# Will Edelbrock Performer RPM intake fit under my hood?



## 1968gto421 (Mar 28, 2014)

A friend of mine bought an Edelbrock Performer RPM intake for his '69 Firebird and discovered it won't fit under his hood. Not wanting the Z-28 look, he is offering it to me at a great price. 

Will it fit under the hood of my '68 GTO without clearance problems using the Q-Jet and a dropped base air cleaner?

Someone installed a no-name low-rise single plane intake with carb adapter on my engine long before I acquired it and I think the RPM intake will be a great improvement over this setup.
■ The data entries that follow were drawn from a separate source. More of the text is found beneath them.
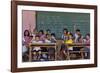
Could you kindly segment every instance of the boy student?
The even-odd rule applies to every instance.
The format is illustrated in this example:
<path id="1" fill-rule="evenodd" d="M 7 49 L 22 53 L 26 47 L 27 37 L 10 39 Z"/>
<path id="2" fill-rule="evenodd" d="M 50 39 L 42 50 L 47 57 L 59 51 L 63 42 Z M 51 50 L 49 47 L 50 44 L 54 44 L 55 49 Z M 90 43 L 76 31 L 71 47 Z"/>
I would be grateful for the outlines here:
<path id="1" fill-rule="evenodd" d="M 80 30 L 79 29 L 76 29 L 76 32 L 74 34 L 74 42 L 77 43 L 78 42 L 78 39 L 80 37 Z"/>
<path id="2" fill-rule="evenodd" d="M 22 48 L 22 56 L 23 56 L 23 61 L 27 61 L 27 53 L 28 53 L 28 48 L 29 48 L 29 43 L 31 42 L 32 37 L 30 37 L 30 32 L 29 30 L 24 31 L 24 37 L 22 40 L 23 48 Z"/>
<path id="3" fill-rule="evenodd" d="M 63 29 L 63 34 L 62 34 L 62 40 L 66 40 L 68 37 L 67 37 L 67 34 L 68 34 L 68 30 L 66 28 Z"/>
<path id="4" fill-rule="evenodd" d="M 85 37 L 85 42 L 86 44 L 89 44 L 90 45 L 90 34 L 86 34 L 86 37 Z M 86 59 L 89 59 L 90 58 L 90 46 L 86 46 L 84 48 L 85 51 L 87 51 L 87 54 L 85 56 Z"/>
<path id="5" fill-rule="evenodd" d="M 39 44 L 39 43 L 43 43 L 43 42 L 40 41 L 39 35 L 36 35 L 35 40 L 33 40 L 32 43 Z M 40 47 L 33 47 L 32 51 L 34 52 L 34 60 L 40 60 L 41 48 Z"/>
<path id="6" fill-rule="evenodd" d="M 68 40 L 65 41 L 65 44 L 73 44 L 73 35 L 70 33 L 68 35 Z M 68 47 L 68 50 L 73 50 L 73 47 L 71 46 L 67 46 Z"/>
Any thoughts before I buy this? Thanks, all!


----------



## bondobill (Oct 24, 2011)

The Performer intake fits just fine under the hood on my sons 68 GTO
with a drop base air cleaner.
He has a Quick Fuel carb tho. I wouldn't think a QJ would be any higher



Bill


----------



## 1968gto421 (Mar 28, 2014)

Thanks, Bill, I appreciate it. Your son's engine bay looks great! Did he fab the fuel line himself from pump to carb fuel line? It really looks good and I appreciate the photo.
Also, his radiator looks just like the aluminum one in my GTO. Do you know who made it? Mine does not look like a Griffin or BeCool and I'd like to know what it is. (The folks I bought my car from knew very little about their "investment" and couldn't tell me much.)
Thanks to you it looks like my friend now has a buyer now for his intake...me.


----------



## bondobill (Oct 24, 2011)

The Radiator is a Champion Radiator. Keeps the stroker nice and cool.
The fuel line was fabd up by our engine builder. They had it installed on the engine before we dropped it in the car.
We installed a inline fuel filter from RobbMC right before the intake side of the fuel pump.
We wanted a nice clean look on the engine bay without going over the top.

Bill


----------



## 1968gto421 (Mar 28, 2014)

Good info...appreciate it, Bill!


----------